GRAIL's Andrew Partridge noted that the FDA advisory panel on MCEDs had itself identified CSO as an important component of any approvable MCED test, which suggests the feature is not merely a commercial differentiator but a regulatory consideration.

Mortality Data, FDA Pathway, and What Comes Next

On the question of mortality endpoints, Ofman was categorical: "I don't believe a true mortality study is going to ever be done for MCED." He argued that the presupposition underlying such a demand — that finding early cancer may not be beneficial — is clinically and ethically untenable given decades of evidence across existing screening programs. GRAIL has committed to passive mortality follow-up comparing the two NHS-Galleri arms at future time points, and Kumar referenced a "nested mortality analysis" targeted for the 2028 timeframe, though he declined to detail the methodology on the call.

More near-term, GRAIL is seeking to extend follow-up of the NHS-Galleri population by at least another 12 months.
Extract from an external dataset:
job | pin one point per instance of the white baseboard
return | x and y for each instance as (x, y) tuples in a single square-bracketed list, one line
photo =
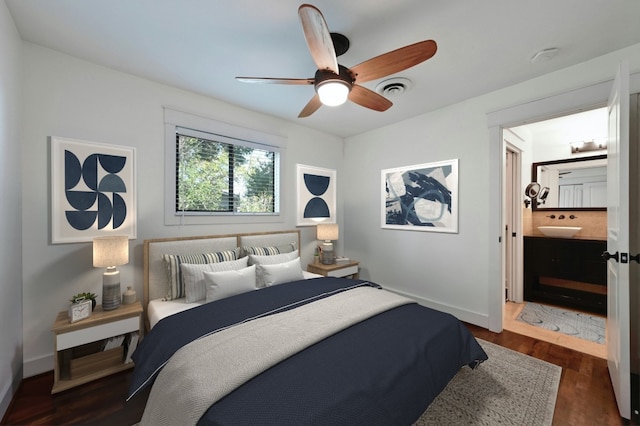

Kumar indicated the company is "hopefully close to getting that agreed with the NHS," with data analysis expected by Q1 or Q2 of next year. That additional data cohort would be the first opportunity to observe whether the Stage III and IV reduction trend in the incident rounds continues to steepen — and whether the control arm begins catching up on the undiagnosed late-stage cancers that the intervention arm already found.

On FDA and reimbursement, Ofman confirmed GRAIL submitted its premarket approval application on January 29 and noted the recently signed Medicare Multi-Cancer Early Detection and Screening Coverage Act, which establishes a Medicare reimbursement pathway conditional on FDA approval. He was measured on the FDA question specifically: "We believe that they're going to be focused on clinical validation and clinical performance. We don't believe that they're going to be particularly focused on clinical utility and stage shift." CMS and private payers, by contrast, are expected to be highly interested in the stage shift data presented this weekend.

Competitive Moat Is Real, But Physician Communication Remains a Work in Progress

The competitive positioning argument made repeatedly on the call — that no other MCED test has real-world interventional prospective trial data at this scale — is factually accurate and matters for how physicians and payers will eventually frame their choices. Sue stated it bluntly: "The other competitors, I don't think have any real-world interventional prospective trials that prove what they are showing in case-control trial data actually works in the real world intended patient use population."

The more immediate challenge GRAIL faces is the communication gap created by the February headline. Management acknowledged on the call that physician prescribing behavior softened following the "cancer screening fails major trial" coverage and that the company has not yet been able to provide the detailed data clarification to its sales and medical teams. That training is described as imminent, with the ASCO data providing the foundation. Whether the nuanced story of prevalent-round bolus effects and incident-round improvement trajectories can be translated into a thirty-second conversation between a sales rep and a busy primary care physician remains an open and genuinely difficult question.

Galleri has now detected cancers across more than 150 distinct cancer types across the combined study population of nearly 180,000 participants — more than triple the 50 types identified in the original study. Roughly 60% of the cancers detected have no current screening paradigm, rising to more than 70% when accounting for the limited availability of lung screening at the time the NHS trial ran. That breadth, combined with a test that finds four to six and a half times as many cancers as standard of care alone, is the core value proposition. The data now exist to defend it rigorously. The work ahead is making sure the people who write the prescriptions understand it.